Für den Beirat ergeben sich somit in Bezug auf seine strukturelle Aufstellung neben der notwendigen Erfüllung der neuen Anforderungen auch die Notwendigkeit schnellerer Entscheidungsfindungen und eines einheitlichen Außenauftritts. Keine einfache Aufgabe, gilt es somit, wie in einer Geschäftsführung unterschiedliche Eigenschaften und Wissen zu koordinieren.

Die Erfahrungen zeigen, dass viele Beiratsgremien darauf wie folgt reagieren: Ein Teil der Beiräte zentralisiert seine Entscheidungen zu weiten Teilen beim Beiratsvorsitzenden, der in Zeiten wirtschaftlicher Unsicherheit als wesentlicher Ansprechpartner und Entscheider agiert. Ein anderer Teil hingegen formt projektspezifische Teams zur Bearbeitung von Sonderthemen, an denen nur einzelne Beiratsmitglieder beteiligt sind. Ziel ist es, dass die Mitglieder eine Entscheidung vorbereiten, über die dann später im Beirat entschieden wird. Wesentlicher Vorteil solcher Projektteams ist die schnellere Entscheidungsfindung. Beide Vorgehensweisen funktionieren allerdings nur, wenn die Beiratsmitglieder den Fähigkeiten des Beiratsvorsitzenden oder des gebildeten Projektteams das notwenige Vertrauen entgegenbringen.

Zusammenfassend kann festgestellt werden, dass Beiräte in der heutigen Zeit veränderten Rahmenbedingungen gegenüberstehen, an die sich bislang allerdings nur wenige Gremien angepasst haben.
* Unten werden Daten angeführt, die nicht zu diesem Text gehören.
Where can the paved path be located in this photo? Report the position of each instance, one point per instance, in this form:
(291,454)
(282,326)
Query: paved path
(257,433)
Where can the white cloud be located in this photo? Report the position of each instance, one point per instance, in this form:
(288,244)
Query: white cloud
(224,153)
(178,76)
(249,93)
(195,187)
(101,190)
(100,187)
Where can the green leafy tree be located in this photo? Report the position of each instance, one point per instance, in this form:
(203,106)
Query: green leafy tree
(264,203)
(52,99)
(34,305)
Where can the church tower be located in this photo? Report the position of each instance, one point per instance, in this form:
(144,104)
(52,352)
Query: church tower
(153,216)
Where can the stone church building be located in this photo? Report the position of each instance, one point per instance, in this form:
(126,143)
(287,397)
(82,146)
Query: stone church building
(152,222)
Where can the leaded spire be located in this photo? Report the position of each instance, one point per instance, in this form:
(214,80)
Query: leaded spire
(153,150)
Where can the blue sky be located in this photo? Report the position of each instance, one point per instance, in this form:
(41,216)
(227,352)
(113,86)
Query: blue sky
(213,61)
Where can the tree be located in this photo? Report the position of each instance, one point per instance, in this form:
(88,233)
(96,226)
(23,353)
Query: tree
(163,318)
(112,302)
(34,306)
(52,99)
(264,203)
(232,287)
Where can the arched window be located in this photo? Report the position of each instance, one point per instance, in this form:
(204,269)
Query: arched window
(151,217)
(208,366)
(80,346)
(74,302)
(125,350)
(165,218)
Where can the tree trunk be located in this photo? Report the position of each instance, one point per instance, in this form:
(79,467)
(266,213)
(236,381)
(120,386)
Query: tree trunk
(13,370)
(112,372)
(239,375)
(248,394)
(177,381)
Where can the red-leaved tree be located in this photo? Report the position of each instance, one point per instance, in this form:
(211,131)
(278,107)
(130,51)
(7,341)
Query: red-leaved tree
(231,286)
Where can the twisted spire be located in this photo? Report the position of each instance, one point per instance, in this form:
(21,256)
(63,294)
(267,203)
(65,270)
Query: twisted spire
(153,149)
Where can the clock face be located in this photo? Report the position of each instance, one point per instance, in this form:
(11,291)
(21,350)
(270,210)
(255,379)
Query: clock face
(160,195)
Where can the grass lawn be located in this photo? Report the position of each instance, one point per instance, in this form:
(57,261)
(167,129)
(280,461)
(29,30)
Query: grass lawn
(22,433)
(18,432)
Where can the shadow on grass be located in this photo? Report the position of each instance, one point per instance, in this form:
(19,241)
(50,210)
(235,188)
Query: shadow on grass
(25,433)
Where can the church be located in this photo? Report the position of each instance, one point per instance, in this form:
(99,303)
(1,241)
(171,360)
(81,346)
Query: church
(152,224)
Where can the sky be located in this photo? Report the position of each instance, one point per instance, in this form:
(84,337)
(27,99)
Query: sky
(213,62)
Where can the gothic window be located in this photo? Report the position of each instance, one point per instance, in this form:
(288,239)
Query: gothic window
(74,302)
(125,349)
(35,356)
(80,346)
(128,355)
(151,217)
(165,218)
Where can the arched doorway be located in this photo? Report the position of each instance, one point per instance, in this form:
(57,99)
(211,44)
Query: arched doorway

Die erweiterten Aufgaben stellen oftmals neue Anforderungen an die Kompetenzen, Strukturen und Prozesse des Gremiums. Manchen Gremien gelingt diese Anpassungen, vor allem dann, wenn Krisenerfahrung vorhanden ist. Andere Gremien sind komplett überfordert, verlieren das Vertrauen von Geschäftsführung und Gesellschaftern in ihre Handlungsfähigkeit und verstärken die Unsicherheit sogar. Es lohnt also ein regelmäßiger kritischer Blick auf den eigenen Beirat. Nicht immer ist der Beirat, der die letzten zehn Jahre gepasst hat, auch der richtige Beirat für die Herausforderungen der nächsten zehn Jahre.